The award-winning Historic American Sheet Music Project of the Duke Libraries Digital Collections provides access to images of more than three thousand pieces of early American sheet music. Almost all of this music is popular vocal music intended for voice with piano accompaniment, and virtually none belongs to the genres of classical or concert music, which are also richly represented in the collections of the Duke Libraries. The Classical String Quartet, 1770-1840, begins to explore this area, and makes available the contents of about forty collections from the period when the string quartet was at its peak, when the works of the Viennese masters for the genre were created, many of them unavailable previously in any form since their original publication. Of particular interest are the various arrangements of operas for string quartet, including Joseph and his Brothers by Méhul, and the famous Magic Flute of Mozart. This resource will be highly valuable to scholars of the period, providing primary sources for study, and to string quartets, with a wealth of new repertoire.

3 thoughts on “The Classical String Quartet, 1770-1840”

  1. A very useful collection of rare music and much appreciated however it may be useful to inform the veiwer what string parts are
    Forster – vla missing / Griffin – vln 1 & 2, vlc missing / Pleyel vln 1 & 2, vlc missing. The remainder of the quartet sets are thankfully complete. Anyway

    It would be nice to think that your collection may help in eventually locating the missing parts.

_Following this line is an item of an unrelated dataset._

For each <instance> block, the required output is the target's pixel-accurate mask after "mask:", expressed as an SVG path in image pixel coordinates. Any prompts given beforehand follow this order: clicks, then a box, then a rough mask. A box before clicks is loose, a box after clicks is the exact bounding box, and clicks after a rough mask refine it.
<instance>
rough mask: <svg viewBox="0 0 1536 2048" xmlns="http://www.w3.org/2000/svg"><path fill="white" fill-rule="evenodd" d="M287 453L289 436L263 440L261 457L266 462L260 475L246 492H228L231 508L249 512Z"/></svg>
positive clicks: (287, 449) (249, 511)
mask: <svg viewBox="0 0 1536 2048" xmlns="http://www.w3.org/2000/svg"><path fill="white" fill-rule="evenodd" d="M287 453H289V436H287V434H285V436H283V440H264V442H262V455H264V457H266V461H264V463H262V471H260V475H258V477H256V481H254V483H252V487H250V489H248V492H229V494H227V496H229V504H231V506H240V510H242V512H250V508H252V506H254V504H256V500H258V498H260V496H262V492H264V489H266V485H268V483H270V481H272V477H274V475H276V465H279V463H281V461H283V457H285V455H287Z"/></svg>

  2. Thankyou for presenting such a rare and valuable collection of music however I think it may be useful to inform future readers what quartet sets are Forster – vln 1 & 2, vlc missing /
    Pleyel – vln 1 & 2, vlc missing / Griffin vln 1 & 2, vlc missing.

    It would be nice to think that due to the access provided by your resource the missing string parts may eventually be located and added to your collection.